3. Why did your focus begin to shift from mountaineering to ski mountaineering?
Intrigued by my mother’s tales of her skiing holidays in the 1920s, I had always wanted to ski but never been able to afford it until I was twenty-seven and earning a crust. Thereafter, to graduate to ski mountaineering seemed a natural progression and presented another mountaineering challenge. To quote doubly Arnold Lunn and Rickmer Rickmers: ‘Ski mountaineering IS mountaineering: the marriage of two great sports’.
4. Your worldwide adventures have seen you undertake many classic climbs and ski expeditions as well as lesser-known challenges. Which in particular stand out for you?
Climbs would include: Taschhorn Dom traverse (1958: first alpine season); Mt Kenya Nelion & Batian traverse (1961); Ruwenzori: traverse of Margherita/Alexandra/Moebius (1964); Crozzon di Brenta & Cima Tosa N Ridge (Dolomites) (1968); Mount Cook (1970) Gran Paradiso traverse (1976); Mt Broderick NZ (1988). Ski Mountaineering Expeditions: The Pyrenean High Route (1978-1988) – first British; Taurus traverse, Turkey (1990) (First complete traverse of Bolkar & Ala Dag); Kackar Dag traverse, Turkey (1991) (First complete traverse); Corsican High Route (1994) – first British.
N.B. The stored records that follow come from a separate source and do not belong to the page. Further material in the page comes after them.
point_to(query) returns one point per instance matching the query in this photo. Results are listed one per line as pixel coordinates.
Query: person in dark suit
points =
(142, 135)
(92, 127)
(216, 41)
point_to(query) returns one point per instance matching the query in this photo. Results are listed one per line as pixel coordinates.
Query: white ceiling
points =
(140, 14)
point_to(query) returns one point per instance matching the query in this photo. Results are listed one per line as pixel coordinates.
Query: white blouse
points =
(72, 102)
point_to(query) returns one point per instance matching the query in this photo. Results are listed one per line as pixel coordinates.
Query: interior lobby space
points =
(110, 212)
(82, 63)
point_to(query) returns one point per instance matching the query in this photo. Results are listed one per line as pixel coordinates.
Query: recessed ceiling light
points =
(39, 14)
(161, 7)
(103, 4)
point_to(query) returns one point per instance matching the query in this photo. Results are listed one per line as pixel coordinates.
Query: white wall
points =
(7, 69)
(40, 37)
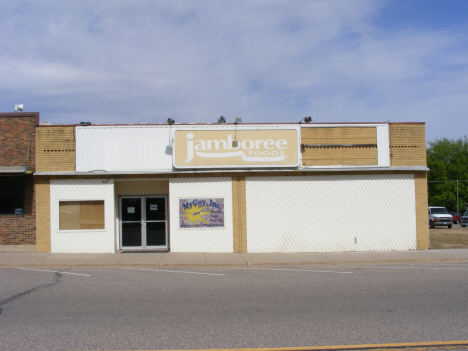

5. What prompted you do document your explorations in Distant Snows and did you solely rely on your own journals / memories while writing or did you have access to your climbing companions’ diaries?
To quote from Julian Huxley in my Preface ‘it is one of he duties and priviliges of man to testify to his experience’. I hope that doesn’t sound too pompous, but it certainly inspired me to keep mountaineering diaries thereafter. In writing Distant Snows I relied entirely on my diaries, articles (some referred to in the bibliography) and fading memory. I did not have access or recourse to the diaries of any companions.
6. Finally, how do you think mountaineering has changed during the sixty years of your travels and what do you think the future is?
Like all sports, mountaineering has changed almost out of recognition from my own experiences in the 1950s. Climbers are immeasurably more professional, fitter, stronger, better equipped and probably less risk averse (though the huge advances in equipment and technique have helped to push up standards dramatically). I could not possibly predict the future save to say that in another sixty years what might now seem impossible will probably become an ‘easy day for a lady’ (Quoted from Mummery, so no accusations of sexism etc please!).